1305「真っ赤な金魚を描く」(10月21日(火)曇り)
このごろ朝起きると「また一日を生きなければならないか。」と感じ、ため息をつくことが多い。それだけ年を取り元気がなくなってしまったのかもしれない。
一日やること一つ・・・・・それだけで十分に感じる。
それが昨日など12時半にa君に会ってお茶を飲む、2時過ぎに河北病院に行って眼の検診、3時から荻窪で書道。この間に己の食事を考えねばならぬし、荻窪まで歩かねばならぬ。習字は朝のうちにやっつけで作品を作らねばならなかった。河北病院に行く以外はいづれもやらなくてもいい事なのかもしれぬが、いつの間にかその世界にはめられ・・・・。
例のkyoyouとkyouiku(今日の用事と行くところ)がありすぎる。1週間くらい何かやることのある日が続いていた。今日はあいている。もっともその間、抜けていることのフォロウも大変。今日は荻窪に買い物に行った。日用品を買い集め、荷物が重たく、荻窪から歩いて帰るのに難渋した。
どうも何を見てもどうも感動が薄くなってきたような気がする。そんな中で、最近おやっと思った記事。NHK中国語ラジオ講座に乗っていた。教師は二人の中国人である。この話は創作であろうか、それとも実際にあった話であろうか。要約すればいいが真意を伝えにくいのでそのまま訳文を転載する。
「金魚の絵を描く
学校に半年ばかり通った頃、文化大革命がはじまりました。小学校でもいきなり天地がひっくり返るような変化が熾きました。まず変わったのは教科書です。一年生の国語の前期で教わったのは「日、月、水、火、山、石、田、土」と中国語のピンインや漢字の書き順でしたが、後期の教科書はこういった物は姿を消しました。どのページも毛主席の語録か革命歌ばかり。それだけでなく、カリキュラムもすべて変わりました。私が大好きだった図画や習字はみんな廃止されてしまいました。

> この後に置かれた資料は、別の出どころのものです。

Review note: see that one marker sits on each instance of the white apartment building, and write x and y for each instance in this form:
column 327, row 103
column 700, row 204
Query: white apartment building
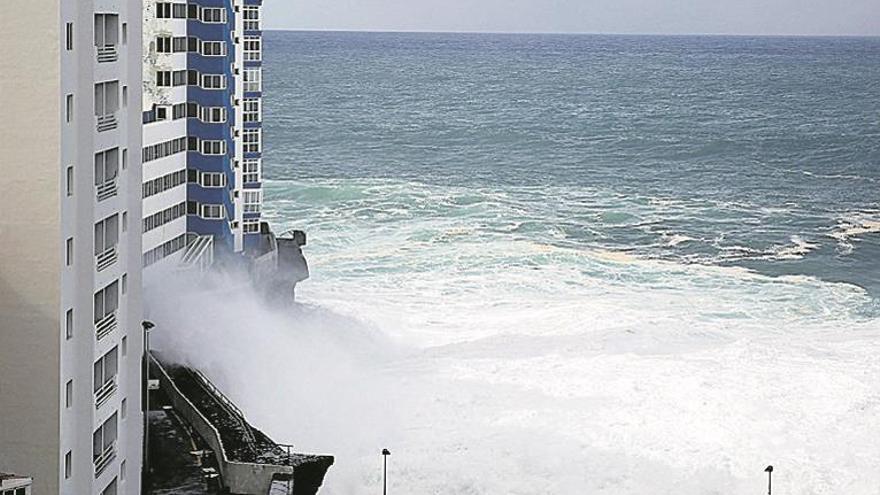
column 11, row 484
column 164, row 106
column 71, row 342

図画の最後の授業の宿題は金魚の絵でした。夏休みに私は家の金魚鉢をよく観察して真っ赤で大きな金魚を描いて提出しました。私は後期の授業が始まるのを、図画の授業で赤い大きな字で「優」と付けられた宿題帳が帰ってくるのを楽しみにしていました。けれども私はその宿題帳を二度とみることはできませんでした。図画の先生が突然「反革命分子の現行犯」となって、授業ができなくなってしまったからです。」
文化大革命というものはこういう物であったろうか、と感じた。昔中国と日本がうまくいっていたころ出身会社に中国人が研修か何かできた。その時彼らが「あの文化大革命のおかげで、中国は10年進歩に遅れてしまった。」と言っていたのを思い出す。

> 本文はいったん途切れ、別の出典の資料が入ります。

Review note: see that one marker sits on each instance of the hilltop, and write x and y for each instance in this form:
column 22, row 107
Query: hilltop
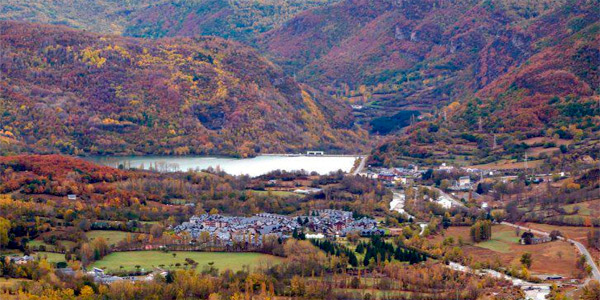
column 546, row 106
column 393, row 56
column 76, row 92
column 237, row 20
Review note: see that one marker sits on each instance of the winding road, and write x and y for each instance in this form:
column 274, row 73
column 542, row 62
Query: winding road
column 578, row 245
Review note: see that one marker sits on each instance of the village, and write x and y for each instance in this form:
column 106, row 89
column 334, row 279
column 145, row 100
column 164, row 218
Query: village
column 222, row 230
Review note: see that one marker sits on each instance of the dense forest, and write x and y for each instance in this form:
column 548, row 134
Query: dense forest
column 75, row 92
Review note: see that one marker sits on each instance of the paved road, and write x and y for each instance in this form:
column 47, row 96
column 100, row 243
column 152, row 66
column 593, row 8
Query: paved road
column 578, row 245
column 361, row 166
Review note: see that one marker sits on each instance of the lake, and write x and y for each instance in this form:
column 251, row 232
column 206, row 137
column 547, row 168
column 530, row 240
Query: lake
column 251, row 166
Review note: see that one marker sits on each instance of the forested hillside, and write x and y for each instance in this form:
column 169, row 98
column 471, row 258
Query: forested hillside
column 551, row 96
column 407, row 55
column 76, row 92
column 234, row 19
column 102, row 16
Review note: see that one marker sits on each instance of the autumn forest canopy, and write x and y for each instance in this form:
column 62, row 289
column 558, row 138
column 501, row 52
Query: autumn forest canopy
column 472, row 128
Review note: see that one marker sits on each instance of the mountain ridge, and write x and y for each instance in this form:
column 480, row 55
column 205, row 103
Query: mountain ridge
column 77, row 92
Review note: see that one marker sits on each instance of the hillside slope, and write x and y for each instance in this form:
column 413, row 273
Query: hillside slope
column 76, row 92
column 103, row 16
column 406, row 55
column 550, row 100
column 239, row 20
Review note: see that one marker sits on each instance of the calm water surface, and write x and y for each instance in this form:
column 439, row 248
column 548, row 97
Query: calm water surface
column 251, row 166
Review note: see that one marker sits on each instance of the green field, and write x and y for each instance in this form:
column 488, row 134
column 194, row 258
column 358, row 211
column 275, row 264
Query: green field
column 36, row 243
column 111, row 236
column 275, row 193
column 51, row 257
column 151, row 259
column 501, row 241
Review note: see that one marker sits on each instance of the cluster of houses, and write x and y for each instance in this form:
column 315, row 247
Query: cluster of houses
column 394, row 176
column 99, row 276
column 228, row 230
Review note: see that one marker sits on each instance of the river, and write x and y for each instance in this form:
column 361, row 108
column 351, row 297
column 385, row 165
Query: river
column 255, row 166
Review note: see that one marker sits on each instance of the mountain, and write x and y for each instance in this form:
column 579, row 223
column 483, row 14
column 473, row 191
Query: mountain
column 77, row 92
column 233, row 19
column 414, row 55
column 102, row 16
column 240, row 20
column 542, row 108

なんとなく昔見た「蝶の舌」というスペインの映画を思い出した。1936年スペインの片田舎。人見しりをする主人公の少年に先生はやさしく、生徒を差別しなかった。先生は、少年が蝶に興味をもったこと知り、一緒に虫取りに行く。先生は、蝶の舌を見たいと願う少年に、顕微鏡で見せることを約束する。しかしスペインで内戦が勃発。ファシストは先生をとらえた。村人は収容所に送られてゆく先生に石を投げつけるのだった。
日本でも同じような話があり、軍部が強くなり、太平洋戦争に突入していったから、あまり大きなことは言えないが、香港のデモは気になる。香港の主張を決めるのに際して反体制派は最初から候補者にさせぬという方針に学生たちが反発している。「しょせん香港は中国の一部。全人代で決めた方針に逆らうことはできぬ」と当局。「話し合いには応じるが、受け入れるわけにはゆかぬ。」としているようだ。
1年近く前に読んだサンデル教授の「これからの「正義」の話をしよう」を思い出す。あの書の言わんとするところを、最近TV放送である大学教授が「サンデル教授は正義を自由主義に基づくもの、功利主義に基づくもの、共同主義に基づく物とし、共同主義に基づく物に軍配を揚げている。私は順に大規模社会、中規模社会、小規模社会に向いていると思う。」など語り、これからのネット社会ではどうあるべきかを論じていた。
香港のケースに正義を当てはめるとしたらどのようになるのであろうか。天安門事件のように最後は警察力を使って強引に解決しようとするのであろうか。しかし国際的に受けが悪かろうし、そうでなくても香港から海外に出て行くものが多いという。そのようになり、もぬけの殻にしては香港の魅力は無くなってしまう。ある人が「当局は立ち枯れをねらうのではないか。」と言っていた。こう着状態をつづけたまま放置する。するとやがて運動はしぼみ、周囲からも相手にされなくなる・・・・。この場合の正義はどのような方向であろうか。いづれにしろkyoyouとkyouikuでばたばたする時代など、なんと幸福な時代であることか。